2. Weight Check. You’re escorted to a giant industrial scale that looks like it has inhabited the doctor’s office since the days when secondhand cigarette smoke wafted around the room while you were checked for cervical dilation and effacement. Before you can even take off your shoes or explain that your wet hair and bulky sweatshirt must account for at least two extra pounds, you’re subjected to a public weigh-in. Your obvious displeasure with this number that is at least five pounds higher than on your scale at home seems to please the nurses to no end, lending credence to your theory that they privately gossip about patients over lunch.

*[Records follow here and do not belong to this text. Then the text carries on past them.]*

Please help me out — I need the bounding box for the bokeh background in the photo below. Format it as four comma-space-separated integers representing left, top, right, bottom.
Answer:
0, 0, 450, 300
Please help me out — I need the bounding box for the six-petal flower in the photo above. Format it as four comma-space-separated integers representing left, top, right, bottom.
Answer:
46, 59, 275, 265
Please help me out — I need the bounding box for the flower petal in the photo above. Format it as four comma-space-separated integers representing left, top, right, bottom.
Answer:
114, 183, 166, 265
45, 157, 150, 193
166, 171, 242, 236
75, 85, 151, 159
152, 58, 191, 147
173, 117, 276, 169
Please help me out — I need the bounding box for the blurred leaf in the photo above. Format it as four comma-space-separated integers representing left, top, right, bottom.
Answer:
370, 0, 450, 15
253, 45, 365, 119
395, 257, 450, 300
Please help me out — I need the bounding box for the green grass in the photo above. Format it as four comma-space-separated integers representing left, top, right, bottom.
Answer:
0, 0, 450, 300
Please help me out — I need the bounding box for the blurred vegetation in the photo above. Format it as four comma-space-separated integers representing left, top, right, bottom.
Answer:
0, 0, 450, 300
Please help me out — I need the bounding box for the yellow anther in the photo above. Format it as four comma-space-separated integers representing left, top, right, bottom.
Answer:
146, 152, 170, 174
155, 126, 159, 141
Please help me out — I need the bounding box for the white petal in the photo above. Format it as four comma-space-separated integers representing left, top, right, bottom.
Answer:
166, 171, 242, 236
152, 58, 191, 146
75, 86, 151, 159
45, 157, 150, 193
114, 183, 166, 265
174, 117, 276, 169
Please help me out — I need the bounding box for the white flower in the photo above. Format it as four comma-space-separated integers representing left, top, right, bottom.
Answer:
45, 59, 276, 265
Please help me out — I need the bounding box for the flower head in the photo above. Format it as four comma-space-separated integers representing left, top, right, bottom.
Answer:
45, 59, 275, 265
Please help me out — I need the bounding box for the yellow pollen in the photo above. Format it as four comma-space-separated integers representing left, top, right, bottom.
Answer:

3. The Strip ‘N Wait. For some reason it is imperative that you remove every article of clothing in favor of a comically threadbare sheet of dusky pink cloth that the nurse refers to as a “robe.” Though you are about to be more intimate with the doctor than with your lover, you are compelled to hide your panties from view and then settle yourself on a table on which your every movement is betrayed by the noisy crinkling of paper sticking to your sweaty butt. Despite having been instructed to go the Full Monty in a glaringly bright, sterile, chilly room that highlights various contraceptive devices through the art of diorama, it’ll feel like another cycle of the moon has passed before you’re graced with your doctor’s presence even though you’ve been listening to her casually chatting just outside the door for the past ten minutes. Worst of all is your bare behind is often the first thing the doctor sees when walking in the door… the door that opens from a busy hallway.
4. Pelvic Exam. Ah, the comfort of getting your reproductive organs thoroughly checked on the outside and from the inside – simultaneously! Put your feet in those stirrups (and you thought they were just for horses) and prepare to get uncomfortable. If you thought the eye contact during the breast exam was fleeting, brace yourself for the complete and thorough awkwardness of zero eye contact while your medical professional has a gloved finger up your now buttered muffin as she’s pressing through your belly blubber to distinguish your uterus and discern each ovary. You will be so tense and jittery you will want to break the ice by unleashing any hackneyed gynecology joke you may have heard long ago, though it’s virtually guaranteed your doctor’s heard them all.
5. Pap Smear. For something that sounds like it might be spread on a bagel, the Pap smear is pretty much hell on earth. Consider: you’re lying on your back on a flimsy sheet of crinkly paper, sweat creeping up your back. Your practitioner insists you scoot farther down the table, heightening your awareness that you are shuffling your privates toward a stranger’s face, inch by inch. A muffled voice rises from below the immodestly spread mint green sheet, sharing that they’re about to “touch you down there.” The speculum, a device uniquely designed to stay ice cold even in the most temperate rooms, gets pushed up your utterly not-nearly-lubed-enough-for-this vagina. Though you’re already clenching your teeth – and maybe something else – the speculum is then opened up to really give your practitioner a thorough look into the most private of private parts with a flexible light designed to grant access to where the sun don’t shine. Then comes an absurdly long Q-tip that essentially swabs away the rest of your dignity as a solitary tear rolls slowly down your cheek. The speculum is then pulled out as quickly as your husband might when your child unexpectedly bounds into your bedroom, and the doctor nonchalantly hands you a checkout slip while telling you to grab a sanitary product in case you bleed from the exam.
Your annual exam could be described as “fun,” if by fun you mean soul-crushingly dehumanizing. Now that you’ve been reminded of the fun associated with this regrettably medically necessary exam… have you made your appointment yet this year?